# MNIST with a Convolutional Neural Network

In [1]:
# Larger CNN for the MNIST Dataset
import numpy
from keras.datasets import mnist
from keras.models import Sequential
from keras.layers import Dense
from keras.layers import Dropout
from keras.layers import Flatten
from keras.layers.convolutional import Conv2D
from keras.layers.convolutional import MaxPooling2D
from keras.utils import np_utils
from keras import backend as K

Using TensorFlow backend.


## The next line tells Keras that the images will be presented as Tensors with the channels first.

Huh? Channels are the red-green-blue channels of the image. So this tells us automatically that CNNs are typically used in image processing neural networks. There are two natural ways of creating Tensors for images. One is to put the channels first (e.g. 3 channels x 28 pixels wide x 28 pixels tall). The other is to put the channels last (28 x 28 x 3). TensorFlow does it one way; Theano does it the other. (It's sort of like the big-endian/little-endian wars.)

Keras just needs to know which way the raw data is stored so that it can reshape the input Tensors to whichever backend it is using.
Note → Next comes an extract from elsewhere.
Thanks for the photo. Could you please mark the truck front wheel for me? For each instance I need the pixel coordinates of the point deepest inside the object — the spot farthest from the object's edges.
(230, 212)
Note: Our images are greyscale. So the Tensor is really 1 x 28 x 28 (one grey channel with values from 0 (black) to 255 (white)). Also, note that the Tensor is really 4D. The first dimension is the number of images in our dataset. So: # images in data x 1 x 28 x 28. 

In [2]:
K.set_image_data_format('channels_first')

In [3]:
# fix random seed for reproducibility
seed = 7
numpy.random.seed(seed)

In [4]:
# load data
(X_train, y_train), (X_test, y_test) = mnist.load_data()
# reshape to be [samples][pixels][width][height]
X_train = X_train.reshape(X_train.shape[0], 1, 28, 28).astype('float32')
X_test = X_test.reshape(X_test.shape[0], 1, 28, 28).astype('float32')

## We normalize the input between 0 and 1

So not zero mean, but still normalized.

In [5]:
# normalize inputs from 0-255 to 0-1
X_train = X_train / 255
X_test = X_test / 255

## One-hot encoding

We just want to "one-hot" encode the output labels. So instead of 0 through 9, we have labels [1,0,0,0,0,0,0,0,0,0] through [0,0,0,0,0,0,0,0,0,1]. So label 5 would be [0,0,0,0,1,0,0,0,0,0].

In [6]:
# one hot encode outputs
y_train = np_utils.to_categorical(y_train)
y_test = np_utils.to_categorical(y_test)
num_classes = y_test.shape[1]

## This is our actual CNN

We first have a 30 neuron CNN layer with a ReLu activation and a 5x5 convolutional filter. Then we do a max pooling on a 2 x 2 window. Then we have a 15 neuron layer with a ReLu activation and a 3 x 3 convolutional filter. Then we do a max pooling of this on a 2x2 window. We also add a 20% dropout to the layer. Then we flatten the image to a single vector (now that we have the spatial convolutional filters). We run that into a 128-neuron layer (ReLu) and a 50-neuron layer (ReLu). The output is the 10-class softmax.

Here's a sample of another CNN to give you an idea of how the convolution works.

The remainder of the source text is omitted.